Le caractère de ses enfants s’était aigris au point de les rendre capables de fort méchantes actions, dont nous parlerons tout à l’heure à propos d’une de leur sœur, morte à présent, — Olga est épileptique — et les accusés leur infligeait des châtiments que l’on ne peut guère faire rentrer dans la catégorie des corrections familiales : on les enfermait dans les lieux d’aisance pour des temps assez long ; on les laissait dans une chambre glaciale, sans nourriture, ou on les faisait dîner et coucher dans les pièces habitées par les servantes, les mettant ainsi en contact avec des personnes peu capable de favoriser leurs progrès moraux.
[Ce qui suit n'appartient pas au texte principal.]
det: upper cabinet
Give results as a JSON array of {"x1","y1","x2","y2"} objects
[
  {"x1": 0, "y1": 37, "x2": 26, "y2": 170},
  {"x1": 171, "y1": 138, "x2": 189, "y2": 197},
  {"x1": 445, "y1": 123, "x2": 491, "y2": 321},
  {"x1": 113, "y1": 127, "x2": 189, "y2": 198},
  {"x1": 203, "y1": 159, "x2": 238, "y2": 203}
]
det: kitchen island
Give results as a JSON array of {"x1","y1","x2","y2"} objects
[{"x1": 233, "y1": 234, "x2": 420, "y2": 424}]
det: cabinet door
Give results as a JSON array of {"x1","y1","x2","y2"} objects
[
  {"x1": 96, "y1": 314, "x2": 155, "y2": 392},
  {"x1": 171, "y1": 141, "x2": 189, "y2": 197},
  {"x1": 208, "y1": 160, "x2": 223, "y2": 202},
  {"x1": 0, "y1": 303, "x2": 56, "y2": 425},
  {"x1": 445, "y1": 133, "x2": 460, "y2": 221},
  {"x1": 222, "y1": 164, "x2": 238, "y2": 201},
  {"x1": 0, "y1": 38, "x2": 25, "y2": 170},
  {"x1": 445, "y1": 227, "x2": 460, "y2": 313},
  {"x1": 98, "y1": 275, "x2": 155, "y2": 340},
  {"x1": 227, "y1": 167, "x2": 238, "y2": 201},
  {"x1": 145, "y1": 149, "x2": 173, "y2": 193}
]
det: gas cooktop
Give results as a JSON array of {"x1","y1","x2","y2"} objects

Enfin, on les battait à coup de poing, à coups de bâton, à coups de cravache, avec une férocité qui faisait mal à voir. Le petit Alexandre affirme que son dos restait endolori au moins cinq jours après certaines de ces corrections. Ces enfants n’avaient pas toujours besoin de commettre des méfaits pour être frappés : on les rossait très souvent sans motif, — pour le plaisir.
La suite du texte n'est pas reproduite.